Tudo se passa na pequena cidade de Pedra Grande (RS), com uma passagem por Porto Alegre. Apesar da maioria da população ainda se locomover em bicicletas e o filme ter um ar que remete a uma vida mais pacata, é interessante notar que a tecnologia moderna não é deixada de fora; ela é representada pelo computador e aplicações da internet que já se tornaram lugar comum, como chats, Google Earth, sites de fotos e de busca (todos abrasileirados e adaptados de forma divertida). Quando Daniel ganha uma câmera fotográfica, é sua vez de registrar o que vê à sua volta e tentar tirar algum sentido disso. Será que tudo é o que parece? Será que o Brasil é tão diferente de um lugar distante como a Tailândia? Ou a globalização está nos deixando todos iguais?

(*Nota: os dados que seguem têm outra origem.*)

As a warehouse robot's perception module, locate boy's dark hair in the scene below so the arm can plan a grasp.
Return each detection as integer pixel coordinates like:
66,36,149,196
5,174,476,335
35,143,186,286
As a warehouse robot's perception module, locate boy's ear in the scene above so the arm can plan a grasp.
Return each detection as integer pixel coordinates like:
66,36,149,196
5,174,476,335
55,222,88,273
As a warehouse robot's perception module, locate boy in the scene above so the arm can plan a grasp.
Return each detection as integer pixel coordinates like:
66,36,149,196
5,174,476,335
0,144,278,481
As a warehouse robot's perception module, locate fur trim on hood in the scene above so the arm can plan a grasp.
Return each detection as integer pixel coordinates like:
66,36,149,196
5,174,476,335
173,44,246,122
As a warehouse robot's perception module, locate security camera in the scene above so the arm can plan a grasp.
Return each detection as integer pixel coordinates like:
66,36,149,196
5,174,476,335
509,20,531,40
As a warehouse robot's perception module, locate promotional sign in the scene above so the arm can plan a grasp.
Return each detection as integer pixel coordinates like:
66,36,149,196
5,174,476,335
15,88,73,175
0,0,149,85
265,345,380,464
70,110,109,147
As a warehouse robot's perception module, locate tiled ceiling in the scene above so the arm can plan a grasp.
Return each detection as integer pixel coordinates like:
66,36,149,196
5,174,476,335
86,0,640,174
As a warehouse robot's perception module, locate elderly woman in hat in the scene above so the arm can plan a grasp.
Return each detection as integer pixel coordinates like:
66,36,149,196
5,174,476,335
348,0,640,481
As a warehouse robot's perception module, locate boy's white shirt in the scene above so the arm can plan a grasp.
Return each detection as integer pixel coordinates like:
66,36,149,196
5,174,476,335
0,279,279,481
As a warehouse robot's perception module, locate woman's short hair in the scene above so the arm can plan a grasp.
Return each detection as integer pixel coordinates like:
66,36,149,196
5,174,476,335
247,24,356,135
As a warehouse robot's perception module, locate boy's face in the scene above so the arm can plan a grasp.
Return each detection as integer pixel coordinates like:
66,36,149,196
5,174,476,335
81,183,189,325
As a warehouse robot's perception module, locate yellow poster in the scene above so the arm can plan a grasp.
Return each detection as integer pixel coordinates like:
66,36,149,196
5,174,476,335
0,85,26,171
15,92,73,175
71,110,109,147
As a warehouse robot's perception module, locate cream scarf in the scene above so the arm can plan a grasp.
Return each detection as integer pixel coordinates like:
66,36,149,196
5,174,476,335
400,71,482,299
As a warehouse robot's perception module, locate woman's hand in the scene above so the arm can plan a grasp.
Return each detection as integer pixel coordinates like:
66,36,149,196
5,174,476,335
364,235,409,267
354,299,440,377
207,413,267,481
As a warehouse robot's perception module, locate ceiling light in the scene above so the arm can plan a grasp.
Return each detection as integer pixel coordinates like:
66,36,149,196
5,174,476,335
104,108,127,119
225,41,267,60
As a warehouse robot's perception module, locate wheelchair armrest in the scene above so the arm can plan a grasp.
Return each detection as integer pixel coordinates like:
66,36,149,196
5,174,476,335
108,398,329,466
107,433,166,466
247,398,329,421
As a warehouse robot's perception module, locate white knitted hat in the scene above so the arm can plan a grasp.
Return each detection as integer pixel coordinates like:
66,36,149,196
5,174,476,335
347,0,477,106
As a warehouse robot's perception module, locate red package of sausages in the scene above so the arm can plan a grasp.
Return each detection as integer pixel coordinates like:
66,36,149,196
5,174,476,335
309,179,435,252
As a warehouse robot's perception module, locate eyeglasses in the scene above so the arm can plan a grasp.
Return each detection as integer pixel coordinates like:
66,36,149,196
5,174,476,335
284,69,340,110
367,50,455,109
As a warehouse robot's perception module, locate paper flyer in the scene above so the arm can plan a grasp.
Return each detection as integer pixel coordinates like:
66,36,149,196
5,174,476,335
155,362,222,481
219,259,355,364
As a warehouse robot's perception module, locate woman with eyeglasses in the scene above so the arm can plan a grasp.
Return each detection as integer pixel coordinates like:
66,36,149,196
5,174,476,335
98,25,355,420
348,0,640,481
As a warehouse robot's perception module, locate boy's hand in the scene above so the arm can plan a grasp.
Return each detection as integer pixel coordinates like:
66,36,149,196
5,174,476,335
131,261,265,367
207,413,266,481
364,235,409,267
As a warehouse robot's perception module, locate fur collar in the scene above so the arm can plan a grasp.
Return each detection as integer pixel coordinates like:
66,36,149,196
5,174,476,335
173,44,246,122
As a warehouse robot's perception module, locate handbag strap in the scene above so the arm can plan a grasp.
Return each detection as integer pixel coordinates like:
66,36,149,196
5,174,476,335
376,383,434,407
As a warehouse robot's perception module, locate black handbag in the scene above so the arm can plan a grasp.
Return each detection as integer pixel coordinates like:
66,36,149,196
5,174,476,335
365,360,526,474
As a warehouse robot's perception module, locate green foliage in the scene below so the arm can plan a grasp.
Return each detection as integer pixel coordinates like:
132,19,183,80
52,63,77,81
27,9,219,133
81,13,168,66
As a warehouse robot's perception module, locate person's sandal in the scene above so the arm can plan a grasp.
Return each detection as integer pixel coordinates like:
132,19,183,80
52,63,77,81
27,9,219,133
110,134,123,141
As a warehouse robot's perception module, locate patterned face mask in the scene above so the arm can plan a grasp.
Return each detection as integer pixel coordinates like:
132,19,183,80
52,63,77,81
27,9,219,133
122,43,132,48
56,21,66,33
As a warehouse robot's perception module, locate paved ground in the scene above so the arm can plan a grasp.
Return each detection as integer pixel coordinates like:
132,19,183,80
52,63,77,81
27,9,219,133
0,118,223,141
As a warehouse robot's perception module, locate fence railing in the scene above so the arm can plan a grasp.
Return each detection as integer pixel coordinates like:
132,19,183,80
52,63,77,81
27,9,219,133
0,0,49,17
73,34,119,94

"Antes que o mundo acabe" ganhou o prêmio da crítica no Festival de Paulínia e Ana Luíza Azevedo o de Melhor Direção. O filme ainda levou os prêmios de Melhor Fotografia (Jacob Solitrenick), Trilha Sonora (Leo Henkin), Figurino (Rosangela Cortinhas) e Direção de Arte (Fiapo Barth).

terça-feira, 18 de novembro de 2008

Romance

Guel Arraes e Jorge Furtado são, possivelmente, os dois melhores roteiristas brasileiros hoje. Os dois tem a característica de saber misturar o popular com o erudito de forma inteligente e engraçada. Arraes vem de programas como a adaptação de "As Comédias da Vida Privada" para a televisão, do humorístico "TV Pirata" e da minissérie (também lançada como filme) "O Auto da Compadecida". Furtado é o roteirista/diretor do curta brasileiro mais premiado do cinema, "Ilha das Flores", e de longas como "O Homem que Copiava" e "Saneamento Básico". Agora os dois se juntaram para escrever o roteiro de "Romance", em que exploram a lenda romântica de "Tristão e Isolda" e a transferem para os dias atuais. O filme é dirigido por Guel Arraes.

Pedro (Wagner Moura) é um diretor de teatro apaixonado pelo seu ofício que está montando uma versão de Tristão e Isolda. Ele faz um teste com Ana (Letícia Sabatella), que ganha não só o papel como o coração de Pedro. Os dois se apaixonam no processo de ensaio, trocando diálogos que misturam suas frases com as dos personagens que estão interpretando, em um jogo metalinguistico típico dos roteiros de Jorge Furtado. Também típicas dele são as referências externas que, como hyperlinks, aparecem na tela na forma de animações. A bela fotografia (de Adriano Goldman) compõe planos atísticos que se mesclam citando quadros famosos, como "O Beijo", de Gustav Klimt, ou figuras medievais. Ana e Pedro se entregam a um amor ao mesmo tempo tradicional, cheio de romantismo e poesia, e físico. Letícia Sabatella, belíssima, está amadurecida e mais mulher em várias cenas de nudez com Wagner Moura. Tudo parce correr bem mas, como os próprios personagens comentam, no romance ocidental não há paixão sem dor ou sofrimento, e logo algo tem que dar errado. Os problemas começam quando um famoso produtor da televisão (José Wilker) vai assistir à peça e contrata Ana para fazer uma novela no Rio de Janeiro. Sua fama começa a atrair muitos espectadores para a peça, o que seria bom mas, ao mesmo tempo, causa ciúmes e sofrimento em Pedro, e os dois se separam.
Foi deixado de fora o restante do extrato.